The authors provide a sobering look at the current electricity mix. Despite China's vast potential, the International Energy Agency estimates that in 2023, China generated a "measly 195 GWh of electricity from geothermal sources," compared to nearly 900,000 GWh from wind. The disparity is staggering. The only significant commercial plant, the Yangyi Geothermal Power Station in Tibet, struggled for decades due to "low electricity prices and aging equipment." The authors detail how development stalled for 20 years because "local governments would not have been able to personally profit from these projects," illustrating how the lack of a direct financial incentive for local officials can paralyze national energy goals.
"The reality that geothermal power generation is significantly riskier and more expensive to develop makes it an even less compelling option."
This is the crux of the argument: without a massive, targeted subsidy or a regulatory mandate that overrides local profit motives, geothermal cannot compete. The authors note that "subsidies of geothermal plants are negotiated on a case-by-case basis, which increases the financial risks for private developers." In a system where certainty is king, the case-by-case approach is a death sentence for capital-intensive projects.
Bottom Line
Schneider and "Soon Kueh" have crafted a compelling critique of how policy inertia and market dominance can stifle innovation, even in a state as powerful as China. Their strongest point is the identification of the "crowding-out" effect, where the very success of wind and solar creates a structural barrier to the adoption of baseload renewables like geothermal. The piece's vulnerability lies in its assumption that the state could easily override these market forces if it wanted to; in reality, the fragmentation of interests between local governments, state-owned enterprises, and the central planning apparatus may be far more resistant to change than the authors suggest. For the global energy sector, the takeaway is clear: technological potential means nothing without a political and economic architecture designed to support it.

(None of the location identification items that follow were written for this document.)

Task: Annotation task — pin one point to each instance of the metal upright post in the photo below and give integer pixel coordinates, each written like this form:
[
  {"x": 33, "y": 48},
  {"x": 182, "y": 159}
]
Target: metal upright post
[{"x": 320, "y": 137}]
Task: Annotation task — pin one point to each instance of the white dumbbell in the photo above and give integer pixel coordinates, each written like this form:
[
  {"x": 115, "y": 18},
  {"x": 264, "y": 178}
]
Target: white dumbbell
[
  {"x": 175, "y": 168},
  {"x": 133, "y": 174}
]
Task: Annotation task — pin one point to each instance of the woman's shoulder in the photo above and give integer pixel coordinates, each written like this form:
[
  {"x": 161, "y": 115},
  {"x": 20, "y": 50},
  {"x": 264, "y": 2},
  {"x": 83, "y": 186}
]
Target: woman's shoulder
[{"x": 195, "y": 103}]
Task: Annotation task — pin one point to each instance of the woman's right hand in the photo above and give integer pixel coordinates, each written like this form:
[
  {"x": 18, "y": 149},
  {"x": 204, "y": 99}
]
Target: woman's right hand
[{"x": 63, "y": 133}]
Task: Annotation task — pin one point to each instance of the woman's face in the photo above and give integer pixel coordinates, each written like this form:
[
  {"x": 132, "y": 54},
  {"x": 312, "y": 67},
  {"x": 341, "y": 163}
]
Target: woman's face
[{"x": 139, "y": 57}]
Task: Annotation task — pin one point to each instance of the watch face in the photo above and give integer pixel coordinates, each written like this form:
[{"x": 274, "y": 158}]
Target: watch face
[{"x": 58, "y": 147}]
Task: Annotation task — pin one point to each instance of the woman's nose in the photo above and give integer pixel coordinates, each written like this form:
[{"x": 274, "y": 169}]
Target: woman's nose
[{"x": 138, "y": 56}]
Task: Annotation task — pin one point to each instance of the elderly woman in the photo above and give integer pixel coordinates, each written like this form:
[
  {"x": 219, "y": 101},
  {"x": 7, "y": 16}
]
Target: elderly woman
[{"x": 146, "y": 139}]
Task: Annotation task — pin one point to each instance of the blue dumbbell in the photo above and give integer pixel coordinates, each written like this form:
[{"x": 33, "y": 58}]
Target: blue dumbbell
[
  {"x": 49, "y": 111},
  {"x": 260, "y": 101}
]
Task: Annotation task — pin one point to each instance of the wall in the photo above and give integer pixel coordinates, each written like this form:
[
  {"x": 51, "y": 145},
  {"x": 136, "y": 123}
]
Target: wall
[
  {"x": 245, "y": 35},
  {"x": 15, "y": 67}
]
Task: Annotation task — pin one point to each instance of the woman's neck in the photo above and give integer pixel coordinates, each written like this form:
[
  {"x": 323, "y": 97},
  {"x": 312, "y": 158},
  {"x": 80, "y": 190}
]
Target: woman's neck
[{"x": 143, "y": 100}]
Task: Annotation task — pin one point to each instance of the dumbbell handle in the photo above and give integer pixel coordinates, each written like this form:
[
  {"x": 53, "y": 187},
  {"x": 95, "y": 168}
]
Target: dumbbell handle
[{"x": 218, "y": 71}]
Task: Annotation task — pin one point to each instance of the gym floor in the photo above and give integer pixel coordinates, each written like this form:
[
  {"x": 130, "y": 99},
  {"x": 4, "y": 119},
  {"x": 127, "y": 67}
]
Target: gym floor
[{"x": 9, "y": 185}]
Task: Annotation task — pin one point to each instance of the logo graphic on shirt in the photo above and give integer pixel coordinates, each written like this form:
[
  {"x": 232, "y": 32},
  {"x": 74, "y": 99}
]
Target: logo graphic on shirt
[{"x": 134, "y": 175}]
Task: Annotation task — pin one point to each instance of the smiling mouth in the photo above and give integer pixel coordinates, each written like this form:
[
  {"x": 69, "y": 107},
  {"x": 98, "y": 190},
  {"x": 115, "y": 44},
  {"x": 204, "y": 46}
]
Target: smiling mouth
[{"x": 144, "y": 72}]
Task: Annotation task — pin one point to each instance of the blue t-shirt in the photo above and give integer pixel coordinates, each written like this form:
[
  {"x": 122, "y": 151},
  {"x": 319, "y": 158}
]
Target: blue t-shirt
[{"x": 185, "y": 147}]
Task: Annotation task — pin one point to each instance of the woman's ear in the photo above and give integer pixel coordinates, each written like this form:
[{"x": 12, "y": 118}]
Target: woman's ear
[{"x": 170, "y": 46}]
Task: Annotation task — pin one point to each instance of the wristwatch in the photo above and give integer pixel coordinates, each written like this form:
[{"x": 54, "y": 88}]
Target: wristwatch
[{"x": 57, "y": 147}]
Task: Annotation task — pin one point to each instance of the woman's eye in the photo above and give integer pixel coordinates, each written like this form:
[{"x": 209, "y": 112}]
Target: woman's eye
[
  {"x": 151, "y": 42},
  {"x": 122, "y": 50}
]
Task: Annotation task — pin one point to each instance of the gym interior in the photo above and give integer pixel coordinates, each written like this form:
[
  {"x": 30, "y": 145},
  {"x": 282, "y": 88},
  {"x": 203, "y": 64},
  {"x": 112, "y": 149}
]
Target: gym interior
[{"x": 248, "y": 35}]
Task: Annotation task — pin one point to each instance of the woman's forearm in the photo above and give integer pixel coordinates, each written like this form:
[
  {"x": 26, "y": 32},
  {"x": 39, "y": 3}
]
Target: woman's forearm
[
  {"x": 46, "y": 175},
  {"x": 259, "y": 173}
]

"The short version of the story is that solar and wind are so dominant (and their supply chains so involuted) that they are crowding out investment at basically every level."
The most urgent question this piece raises is whether China's current trajectory will leave it vulnerable to the intermittency of its own renewable boom, or if a policy shift is imminent to unlock the geothermal potential buried beneath its surface. Until then, the gap between China's ambition and its execution remains a critical blind spot in the global energy transition.